According to a decent interview/story in Light Reading, Broadcom has an NFV strategy (no surprise) and it’s one that favors the notion of a hybrid technology approach, augmenting COTS with specialized technology to enhance performance (no surprise there either; they make the stuff). But just because you’re opportunistic doesn’t mean you’re wrong, and there are a number of factors that complicate the seemingly simple notion of NFV savings through off-the-shelf hardware. Specialization of hardware, hybridization as Broadcom would put it, is one, but Broadcom will need to think about all the others too.
Factor number one is that it’s not really what carriers want these days. Most of the operators who have delved into NFV seriously have already decided that capital savings won’t make enough difference to help them. NFV targets primarily specialized appliances, and there aren’t enough of them in a network to drive a big shift in cost. Not only that, most operators agree that capital savings wouldn’t likely be more than 25% max, and most of that could easily be eaten up in operations costs. Replacing a single branch access box by three or four containers linked with service chaining generates more components, thus more complexity, thus more cost. That means that first and foremost, an NFV strategy has to address the totality of the business issues, primarily operational efficiency and service agility.
Factor number two is that many of the NFV targets are really not even NFV applications. IMS and EPC, as I’ve pointed out, are more like simple cloud hosting, which we can already do. Service chaining, assuming you really want to approach it right, is more likely to require an agile edge box that you can load with the proper functionality, as a number of vendors have already noted. The good news for Broadcom is that it’s easier to justify specialized hardware in a custom device, even one that’s service-edge-based.
You can probably see a point here already. Yes, it is true that many possible applications of servers in networking would benefit from specialized hardware—and software for that matter. We should be thinking about what an optimized NFV platform would look like overall, and then recognizing that COTS may be giving up too much for too little gain. But, we have to note that if capex reduction isn’t really the target then optimizing hardware to support the real NFV mission demands we know what that mission is.
We need good data plane performance for NFV to be sure, and there are probably applications that would demand specialized stuff like content-addressable memory or high-speed arithmetic processing. Having these things might be essential in creating an NFV server to fulfill our mission. But they won’t make the mission’s business case. For that, we need to manage the complexity of networks and services—not only for NFV but for SDN and everything else.

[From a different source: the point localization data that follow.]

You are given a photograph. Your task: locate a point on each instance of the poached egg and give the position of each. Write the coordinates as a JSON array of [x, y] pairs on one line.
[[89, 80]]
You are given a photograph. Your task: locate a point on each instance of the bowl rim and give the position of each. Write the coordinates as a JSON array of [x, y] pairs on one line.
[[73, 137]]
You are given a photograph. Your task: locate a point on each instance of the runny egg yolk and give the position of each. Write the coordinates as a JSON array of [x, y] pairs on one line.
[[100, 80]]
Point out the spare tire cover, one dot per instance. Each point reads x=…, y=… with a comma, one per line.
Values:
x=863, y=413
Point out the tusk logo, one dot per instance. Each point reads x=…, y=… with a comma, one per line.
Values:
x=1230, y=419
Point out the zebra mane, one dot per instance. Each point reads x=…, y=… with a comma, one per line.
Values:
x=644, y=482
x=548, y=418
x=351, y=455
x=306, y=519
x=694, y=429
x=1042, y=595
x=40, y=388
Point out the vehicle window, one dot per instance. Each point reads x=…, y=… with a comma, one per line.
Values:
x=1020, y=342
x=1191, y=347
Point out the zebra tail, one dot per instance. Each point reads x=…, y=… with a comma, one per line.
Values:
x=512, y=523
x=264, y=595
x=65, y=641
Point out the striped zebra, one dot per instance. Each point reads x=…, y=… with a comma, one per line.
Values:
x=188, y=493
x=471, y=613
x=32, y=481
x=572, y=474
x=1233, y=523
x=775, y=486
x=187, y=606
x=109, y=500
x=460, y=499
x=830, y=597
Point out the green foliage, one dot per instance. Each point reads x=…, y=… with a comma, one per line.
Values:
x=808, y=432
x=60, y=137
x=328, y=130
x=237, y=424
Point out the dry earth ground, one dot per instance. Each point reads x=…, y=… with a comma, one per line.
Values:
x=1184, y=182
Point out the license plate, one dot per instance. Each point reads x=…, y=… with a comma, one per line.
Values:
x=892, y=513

Remember my comments yesterday on functional agility and the movement of service logic toward an almost-transactional model? Yes, you need to have high-performance data and control paths to make that work at scale, but you also have to stitch together functional components ad hoc to meet service demands. You’re not “provisioning” something in the traditional sense because you’ve made many of the key service components multi-tenant so they’re there all the time. Yes, you’ll need horizontal scaling and load balancing just like you do in a realistic NFV IMS/EPC implementation, but you also need to be able to find components quickly, steer work reliably, and do all of the stuff that distributed OLTP systems have to do. We don’t get to this end-game immediately, we do start along the path as soon as we admit that service chains and multi-VNF services are more complicated, less easily operationalized, than a service made up of a couple shared or dedicated boxes. Even if the new costs less, capex-wise, it’s not likely to demonstrate any stellar TCO benefits, unless we can control that complexity. Service automation isn’t about doing what we do today, but with software. It’s about doing what needs to be done for the next generation, stuff that will kill the business case if we don’t do it right.
What this means for Broadcom’s hybrid approach is that it could be totally correct, even smart, even essential, but still not be sufficient. There has to be NFV deployment before you worry about how efficient it is. If you can identify a solid driver for NFV deployment you have a specific business case with specific dollar benefits, against which you can apply the cost for COTS, for augmented servers, or whatever. If you can’t identify the driver then it doesn’t matter whether you have hybrid or singular COTS.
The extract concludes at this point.